Сергеич растерялся поначалу, но только на мгновение. Вытащил из ящика серванта мобильник с зарядкой. Протянул Петру.
Поднялся солдат, сунул провод и телефон в карман куртки. Еще стоя, не отходя от стола, меда напоследок из банки зачерпнул ложкой и в рот ее отправил. Облизал жадно.
– Если помощь нужна будет – белую тряпку на ветку дерева в саду привяжите! Чтоб видно было! – сказал хозяину и ушел в темноту.
– Белую тряпку? – повторил шепотом пчеловод.
Запер дверь. Из трех свечей две потушил. Удивился, что настроение странным образом из-за неожиданного общения с военным человеком улучшилось. Словно развлекли его интересной телепередачей!
«Добрый парень, – подумал он, глядя на гранату. – Надо было его больше про новости расспросить».
9
Поутру у Сергеича голова гудела знаменито. По лицу можно было подумать, что болят у него все внутренние органы хором, сообща. Он уже и воды холодной из чайника выпил, и ложку сахара во рту держал, пока тот не растаял. Не помогало. Злой его взгляд то и дело к столу возвращался, где со вчерашней полночи открытая бутылка «казенки» стояла и рюмка рядом. Черт его дернул отметить приход незваного военного гостя! С другой стороны, хорошо, что отмечать он стал уже после того, как гость в ночь ушел. Ну не в ночь, так в темень. Ведь если б и гость выпил, то кто его знает – добрался бы он обратно в свой блиндаж или нет? А голова продолжала гудеть так, что застонал Сергеич. Больно ему было и обидно! Сколько он там выпил? От силы рюмок пять, не больше! А значит, не он в своем ужасном самочувствии виноват! Это «казенка» виновата – паленой оказалась! Он ее еще до войны в сельмаге купил! И что теперь делать? Лекарств нет! Врачей никаких! Только пчелиные! Сельмаг давно закрыт! Даже продавщицу не обматюкаешь за то, что яд продает!
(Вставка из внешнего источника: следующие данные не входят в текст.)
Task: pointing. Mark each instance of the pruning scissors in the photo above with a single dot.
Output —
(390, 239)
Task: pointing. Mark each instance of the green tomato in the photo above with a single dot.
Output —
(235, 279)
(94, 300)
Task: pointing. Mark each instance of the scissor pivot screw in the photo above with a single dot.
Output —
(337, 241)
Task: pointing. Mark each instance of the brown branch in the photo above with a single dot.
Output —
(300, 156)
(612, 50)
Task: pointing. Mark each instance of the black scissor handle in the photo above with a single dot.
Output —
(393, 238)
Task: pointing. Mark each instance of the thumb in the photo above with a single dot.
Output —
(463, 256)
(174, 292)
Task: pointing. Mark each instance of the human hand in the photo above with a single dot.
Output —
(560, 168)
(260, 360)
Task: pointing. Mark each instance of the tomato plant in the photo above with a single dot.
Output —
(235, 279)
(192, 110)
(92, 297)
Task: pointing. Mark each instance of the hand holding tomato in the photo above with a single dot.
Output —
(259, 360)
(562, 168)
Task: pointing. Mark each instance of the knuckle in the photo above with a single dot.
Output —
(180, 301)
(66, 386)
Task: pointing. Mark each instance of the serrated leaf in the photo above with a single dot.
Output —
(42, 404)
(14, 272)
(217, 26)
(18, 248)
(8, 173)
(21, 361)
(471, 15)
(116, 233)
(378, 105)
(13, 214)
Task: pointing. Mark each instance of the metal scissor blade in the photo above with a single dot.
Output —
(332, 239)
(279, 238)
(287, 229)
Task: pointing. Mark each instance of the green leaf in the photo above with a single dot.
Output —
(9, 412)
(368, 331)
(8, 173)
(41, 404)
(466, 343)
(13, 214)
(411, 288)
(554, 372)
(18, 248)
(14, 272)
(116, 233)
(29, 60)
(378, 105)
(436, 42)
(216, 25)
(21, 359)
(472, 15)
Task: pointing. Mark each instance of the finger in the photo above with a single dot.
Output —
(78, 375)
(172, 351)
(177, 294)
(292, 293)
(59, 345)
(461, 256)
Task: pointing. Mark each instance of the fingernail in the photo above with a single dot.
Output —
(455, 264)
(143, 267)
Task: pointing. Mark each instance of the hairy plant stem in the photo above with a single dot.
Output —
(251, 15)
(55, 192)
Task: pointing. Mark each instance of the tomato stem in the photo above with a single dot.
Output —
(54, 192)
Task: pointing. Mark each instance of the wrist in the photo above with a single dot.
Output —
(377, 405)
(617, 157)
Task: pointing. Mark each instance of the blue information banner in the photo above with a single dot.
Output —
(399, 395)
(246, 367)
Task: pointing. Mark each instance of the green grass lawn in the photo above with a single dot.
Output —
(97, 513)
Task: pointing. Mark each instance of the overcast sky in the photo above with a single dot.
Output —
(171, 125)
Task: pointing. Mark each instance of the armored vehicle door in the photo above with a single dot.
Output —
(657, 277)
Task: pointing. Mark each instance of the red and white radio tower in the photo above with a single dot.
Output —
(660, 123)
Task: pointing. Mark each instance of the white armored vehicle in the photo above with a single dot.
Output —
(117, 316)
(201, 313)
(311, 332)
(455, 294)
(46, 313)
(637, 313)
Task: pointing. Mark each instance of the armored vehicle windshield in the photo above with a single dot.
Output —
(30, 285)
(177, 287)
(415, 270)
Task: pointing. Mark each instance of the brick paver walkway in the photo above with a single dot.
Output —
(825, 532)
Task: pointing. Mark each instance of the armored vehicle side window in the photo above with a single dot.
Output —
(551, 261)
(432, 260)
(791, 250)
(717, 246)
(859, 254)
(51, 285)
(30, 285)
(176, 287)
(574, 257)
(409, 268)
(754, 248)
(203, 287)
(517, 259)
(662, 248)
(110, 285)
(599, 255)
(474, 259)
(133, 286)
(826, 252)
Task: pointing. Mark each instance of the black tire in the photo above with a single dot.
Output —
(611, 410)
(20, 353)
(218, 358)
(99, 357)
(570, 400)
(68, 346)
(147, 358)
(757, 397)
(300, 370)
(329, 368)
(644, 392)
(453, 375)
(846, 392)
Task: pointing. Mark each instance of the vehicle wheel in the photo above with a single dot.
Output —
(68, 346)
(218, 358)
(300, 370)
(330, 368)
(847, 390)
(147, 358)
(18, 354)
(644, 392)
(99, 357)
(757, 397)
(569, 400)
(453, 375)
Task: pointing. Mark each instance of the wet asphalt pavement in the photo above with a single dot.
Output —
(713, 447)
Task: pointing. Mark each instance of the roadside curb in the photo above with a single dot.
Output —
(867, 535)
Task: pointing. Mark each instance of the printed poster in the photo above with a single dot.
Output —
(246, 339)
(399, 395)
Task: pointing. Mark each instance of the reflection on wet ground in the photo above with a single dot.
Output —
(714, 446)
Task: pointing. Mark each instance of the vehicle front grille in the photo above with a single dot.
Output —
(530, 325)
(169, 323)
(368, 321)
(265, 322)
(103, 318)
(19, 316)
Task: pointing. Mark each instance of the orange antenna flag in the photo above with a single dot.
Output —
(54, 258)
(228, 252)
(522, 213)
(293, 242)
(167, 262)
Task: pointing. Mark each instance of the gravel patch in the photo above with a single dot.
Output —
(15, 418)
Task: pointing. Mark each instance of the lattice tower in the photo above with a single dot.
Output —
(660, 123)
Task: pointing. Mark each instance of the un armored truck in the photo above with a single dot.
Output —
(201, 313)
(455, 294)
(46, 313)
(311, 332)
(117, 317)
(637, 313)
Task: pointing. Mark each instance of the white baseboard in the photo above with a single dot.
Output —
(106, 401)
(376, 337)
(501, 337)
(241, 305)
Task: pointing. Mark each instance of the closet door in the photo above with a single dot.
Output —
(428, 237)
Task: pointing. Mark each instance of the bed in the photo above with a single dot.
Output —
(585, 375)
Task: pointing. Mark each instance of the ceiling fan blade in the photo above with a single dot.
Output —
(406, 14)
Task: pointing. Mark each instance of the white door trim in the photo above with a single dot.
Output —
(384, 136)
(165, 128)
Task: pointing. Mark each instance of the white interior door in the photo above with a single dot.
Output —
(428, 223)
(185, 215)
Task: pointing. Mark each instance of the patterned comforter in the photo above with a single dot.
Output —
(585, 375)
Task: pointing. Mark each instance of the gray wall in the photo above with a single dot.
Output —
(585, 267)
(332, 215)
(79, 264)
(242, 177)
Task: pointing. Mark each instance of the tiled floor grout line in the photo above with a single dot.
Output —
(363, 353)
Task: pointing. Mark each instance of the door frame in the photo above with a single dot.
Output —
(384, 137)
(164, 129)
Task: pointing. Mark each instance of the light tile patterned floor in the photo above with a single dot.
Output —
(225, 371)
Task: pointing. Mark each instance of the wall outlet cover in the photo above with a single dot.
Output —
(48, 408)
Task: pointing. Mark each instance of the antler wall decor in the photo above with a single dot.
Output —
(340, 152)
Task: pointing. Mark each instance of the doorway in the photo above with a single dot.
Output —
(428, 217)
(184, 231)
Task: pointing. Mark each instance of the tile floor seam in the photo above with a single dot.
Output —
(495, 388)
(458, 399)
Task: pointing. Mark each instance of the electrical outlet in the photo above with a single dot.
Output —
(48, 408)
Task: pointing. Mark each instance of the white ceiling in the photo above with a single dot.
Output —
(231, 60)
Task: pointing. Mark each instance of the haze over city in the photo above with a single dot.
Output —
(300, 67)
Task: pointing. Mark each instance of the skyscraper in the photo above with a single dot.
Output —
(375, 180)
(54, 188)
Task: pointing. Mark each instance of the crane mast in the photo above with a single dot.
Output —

Полез Сергеич в сервант, достал коробку с «пчелиными» лекарствами. Открыл маленькую баночку с утрамбованной пергой. Отковырял ложечкой перги, бросил в чашку. Добавил воды из чайника и ложку меда из банки. Размешивал, пока жидкость однородной не стала. Выпил медленными глотками.
Показалось, что помогает. То ли шум в голове тише стал, то ли мысли у Сергеича выровнялись, понятнее зазвучали. И первая мысль сразу напугала: «А граната-то где?»
Снова, только теперь не раздраженно, а испуганно посмотрел он на стол. Нет солдатского подарка!
Повыдвигал ящики серванта – и там нет! Стал по комнате нервно топтаться, заглядывать под подушку, в углы. Даже в ведра с углем заглянул! И понял, что ночью во двор выходил!
Обулся. Выглянул на мороз – светло еще было, половина второго. Снег на дворе истоптан. Следы и к сараю-зимовнику пчелиному идут, и к сараю-гаражу, и даже к калитке, что на улицу выводит!
Пока ходил по своим следам, в сараи заглядывал, головная боль улеглась.
«Найдется! Не мог я ее далеко засунуть!» – подумал Сергеич, разрешая себе таким образом в дом вернуться.
Но в доме новое беспокойство его охватило. Стоящий на подоконнике бинокль о мертвеце, что на поле лежит, напомнил.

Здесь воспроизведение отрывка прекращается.